Akira Masanori, Toyokawa Kazushige, Inoue Yoshikazu, Arai Toru
Department of Radiology, National Hospital Organization, Kinki-Chuo Chest Medical Center, 1180 Nagasonecho, Kita-ku, Sakai City, Osaka 591-8555, Japan.
AJR Am J Roentgenol. 2009 Jan;192(1):267-72. doi: 10.2214/AJR.07.3953.
The purpose of this study was to determine whether measurements of lung attenuation at inspiration and expiration obtained from 3D lung reconstructions reflect the severity of chronic obstructive pulmonary disease.
Seventy-six patients with chronic obstructive pulmonary disease underwent MDCT with 3D postprocessing at full inspiration and full expiration. Inspiratory and expiratory mean lung density, percentage of lung volume with attenuation values less than -910 HU and -950 HU at inspiration and expiration, expiratory to inspiratory mean lung density ratio, and fifth and 15th percentiles of the lung attenuation distribution curve at inspiration and expiration were measured.
When forced expiratory volume in the first second of expiration (FEV(1)) was 50% or greater than predicted value, mean lung density and lower attenuation volume measured from inspiratory MDCT scans correlated better with FEV(1) and ratio of FEV(1) to forced vital capacity (FVC) than did those from expiratory scans. When FEV(1) was less than 50% of predicted value, mean lung density and lower attenuation volume measured from expiratory MDCT scans correlated better with FEV(1) and ratio of residual volume to total lung capacity than did those values from inspiratory scans. Fifth percentile and 15th percentile of the lung attenuation distribution curve at both full inspiration and full expiration correlated well with FEV(1)/FVC and diffusing capacity of the lung for carbon monoxide as a percentage of predicted value but not well with FEV(1) as a percentage of predicted value regardless of FEV(1).
Measurements of lung attenuation obtained at inspiration and visual score better reflect abnormal results of pulmonary function tests in patients with less severe chronic obstructive pulmonary disease than do measurements obtained at expiration. Measurements of lung attenuation obtained at expiration better reflect pulmonary function abnormalities in patients with severe chronic obstructive pulmonary disease.
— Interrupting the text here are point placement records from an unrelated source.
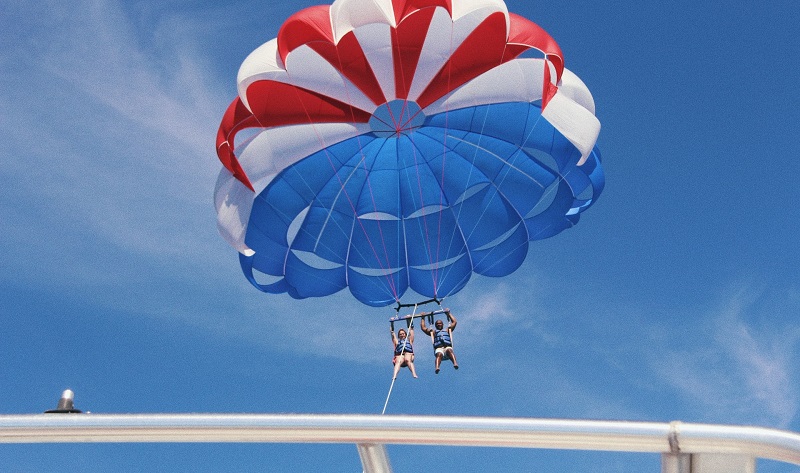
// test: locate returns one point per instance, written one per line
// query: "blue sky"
(676, 297)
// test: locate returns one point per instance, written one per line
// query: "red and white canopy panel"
(382, 145)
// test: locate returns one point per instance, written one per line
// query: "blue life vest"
(441, 339)
(403, 346)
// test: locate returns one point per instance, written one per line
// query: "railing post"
(676, 463)
(374, 458)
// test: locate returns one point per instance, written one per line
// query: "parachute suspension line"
(405, 87)
(390, 281)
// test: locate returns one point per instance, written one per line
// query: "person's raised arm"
(451, 318)
(422, 325)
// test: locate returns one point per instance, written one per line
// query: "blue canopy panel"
(422, 208)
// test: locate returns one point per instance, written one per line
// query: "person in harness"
(403, 351)
(442, 339)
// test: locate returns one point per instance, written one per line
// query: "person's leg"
(410, 363)
(452, 356)
(398, 363)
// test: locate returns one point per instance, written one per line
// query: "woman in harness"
(442, 339)
(403, 351)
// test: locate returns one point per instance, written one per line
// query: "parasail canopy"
(387, 145)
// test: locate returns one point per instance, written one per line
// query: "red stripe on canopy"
(236, 118)
(481, 51)
(277, 103)
(348, 58)
(407, 41)
(403, 8)
(306, 26)
(528, 34)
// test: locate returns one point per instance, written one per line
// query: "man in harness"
(442, 338)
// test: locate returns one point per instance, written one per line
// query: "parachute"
(388, 145)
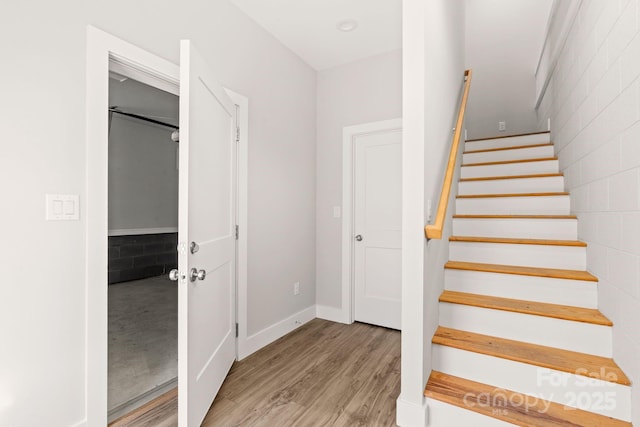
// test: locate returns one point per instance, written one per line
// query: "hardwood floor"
(321, 374)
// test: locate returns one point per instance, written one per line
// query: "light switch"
(57, 207)
(62, 207)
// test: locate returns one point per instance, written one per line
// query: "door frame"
(104, 53)
(349, 134)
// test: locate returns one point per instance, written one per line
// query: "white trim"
(268, 335)
(409, 414)
(137, 231)
(242, 218)
(349, 133)
(333, 314)
(103, 51)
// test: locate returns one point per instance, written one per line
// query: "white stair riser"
(524, 228)
(531, 205)
(539, 383)
(502, 155)
(510, 169)
(577, 293)
(549, 184)
(544, 256)
(569, 335)
(516, 141)
(442, 414)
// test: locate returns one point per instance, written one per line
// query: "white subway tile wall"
(593, 101)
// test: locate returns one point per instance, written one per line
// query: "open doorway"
(142, 242)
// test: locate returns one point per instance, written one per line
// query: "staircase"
(520, 339)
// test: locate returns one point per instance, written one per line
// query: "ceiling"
(308, 27)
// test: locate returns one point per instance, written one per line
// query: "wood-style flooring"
(321, 374)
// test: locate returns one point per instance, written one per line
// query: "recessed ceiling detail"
(347, 25)
(308, 27)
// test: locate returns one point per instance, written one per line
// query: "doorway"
(142, 240)
(371, 225)
(107, 53)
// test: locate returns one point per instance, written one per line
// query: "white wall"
(594, 104)
(42, 312)
(143, 174)
(504, 39)
(443, 85)
(360, 92)
(433, 68)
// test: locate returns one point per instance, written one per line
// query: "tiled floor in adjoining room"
(143, 342)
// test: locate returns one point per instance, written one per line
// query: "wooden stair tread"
(556, 311)
(507, 136)
(572, 362)
(473, 396)
(544, 242)
(480, 196)
(542, 159)
(495, 178)
(515, 147)
(554, 273)
(515, 216)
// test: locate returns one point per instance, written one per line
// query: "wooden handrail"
(434, 231)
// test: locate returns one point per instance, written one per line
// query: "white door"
(377, 228)
(206, 223)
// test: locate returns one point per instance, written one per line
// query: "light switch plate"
(62, 207)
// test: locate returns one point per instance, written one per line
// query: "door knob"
(196, 274)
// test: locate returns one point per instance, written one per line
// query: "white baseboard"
(268, 335)
(333, 314)
(410, 414)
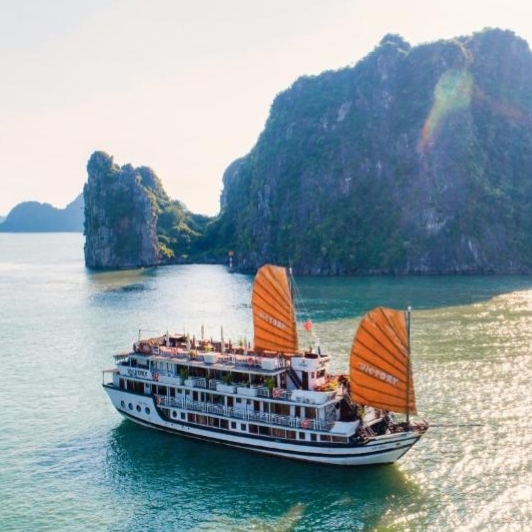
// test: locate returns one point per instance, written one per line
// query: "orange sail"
(274, 318)
(379, 368)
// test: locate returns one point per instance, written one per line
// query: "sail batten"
(274, 319)
(379, 368)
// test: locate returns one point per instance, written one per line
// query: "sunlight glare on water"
(69, 462)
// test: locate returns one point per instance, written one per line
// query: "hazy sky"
(183, 87)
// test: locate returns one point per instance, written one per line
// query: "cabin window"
(278, 433)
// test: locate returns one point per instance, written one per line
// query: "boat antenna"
(408, 369)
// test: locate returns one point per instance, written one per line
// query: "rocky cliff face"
(415, 160)
(120, 216)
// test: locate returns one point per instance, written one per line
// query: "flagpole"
(408, 369)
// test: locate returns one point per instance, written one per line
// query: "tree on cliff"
(131, 222)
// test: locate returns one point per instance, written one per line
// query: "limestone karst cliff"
(414, 160)
(120, 218)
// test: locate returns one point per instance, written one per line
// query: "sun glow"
(452, 93)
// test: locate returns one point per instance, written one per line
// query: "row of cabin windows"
(274, 432)
(277, 409)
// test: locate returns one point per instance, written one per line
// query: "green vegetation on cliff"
(130, 221)
(413, 160)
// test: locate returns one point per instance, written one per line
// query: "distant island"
(35, 217)
(415, 160)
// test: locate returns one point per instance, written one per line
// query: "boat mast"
(408, 369)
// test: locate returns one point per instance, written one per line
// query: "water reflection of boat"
(219, 488)
(275, 398)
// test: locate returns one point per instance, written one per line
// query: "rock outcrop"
(415, 160)
(35, 217)
(120, 216)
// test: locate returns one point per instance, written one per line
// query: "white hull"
(383, 449)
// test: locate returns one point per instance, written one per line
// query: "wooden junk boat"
(274, 398)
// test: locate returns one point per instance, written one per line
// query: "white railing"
(244, 414)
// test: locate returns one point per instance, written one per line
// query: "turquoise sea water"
(68, 462)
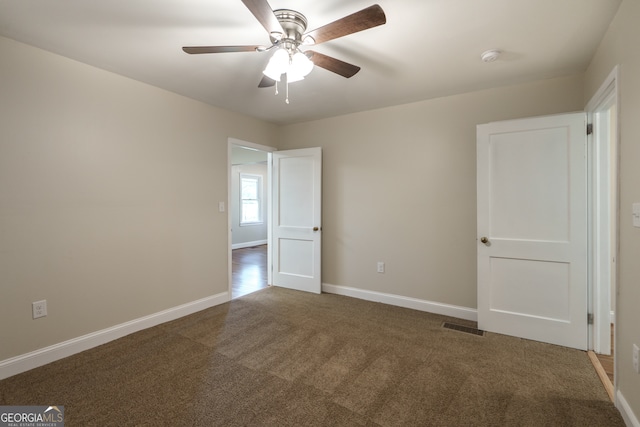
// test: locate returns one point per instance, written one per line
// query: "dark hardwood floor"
(249, 270)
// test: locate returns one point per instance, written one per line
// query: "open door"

本研究旨在确定从三维肺重建获得的吸气和呼气时肺衰减测量值是否反映慢性阻塞性肺疾病的严重程度。
76例慢性阻塞性肺疾病患者在完全吸气和完全呼气时接受了MDCT及三维后处理。测量吸气和呼气时的平均肺密度、吸气和呼气时衰减值低于-910 HU和-950 HU的肺体积百分比、呼气与吸气平均肺密度比值以及吸气和呼气时肺衰减分布曲线的第5和第15百分位数。
当第一秒用力呼气量(FEV(1))为预计值的50%或更高时,吸气MDCT扫描测量的平均肺密度和较低衰减体积与FEV(1)以及FEV(1)与用力肺活量(FVC)的比值的相关性比呼气扫描更好。当FEV(1)低于预计值的50%时,呼气MDCT扫描测量的平均肺密度和较低衰减体积与FEV(1)以及残气量与肺总量的比值的相关性比吸气扫描的值更好。完全吸气和完全呼气时肺衰减分布曲线的第5百分位数和第15百分位数与FEV(1)/FVC以及一氧化碳肺弥散量占预计值的百分比相关性良好,但与FEV(1)占预计值的百分比相关性不佳,无论FEV(1)如何。
与呼气时获得的测量值相比,吸气时获得的肺衰减测量值和视觉评分能更好地反映轻度慢性阻塞性肺疾病患者肺功能测试的异常结果。呼气时获得的肺衰减测量值能更好地反映重度慢性阻塞性肺疾病患者的肺功能异常。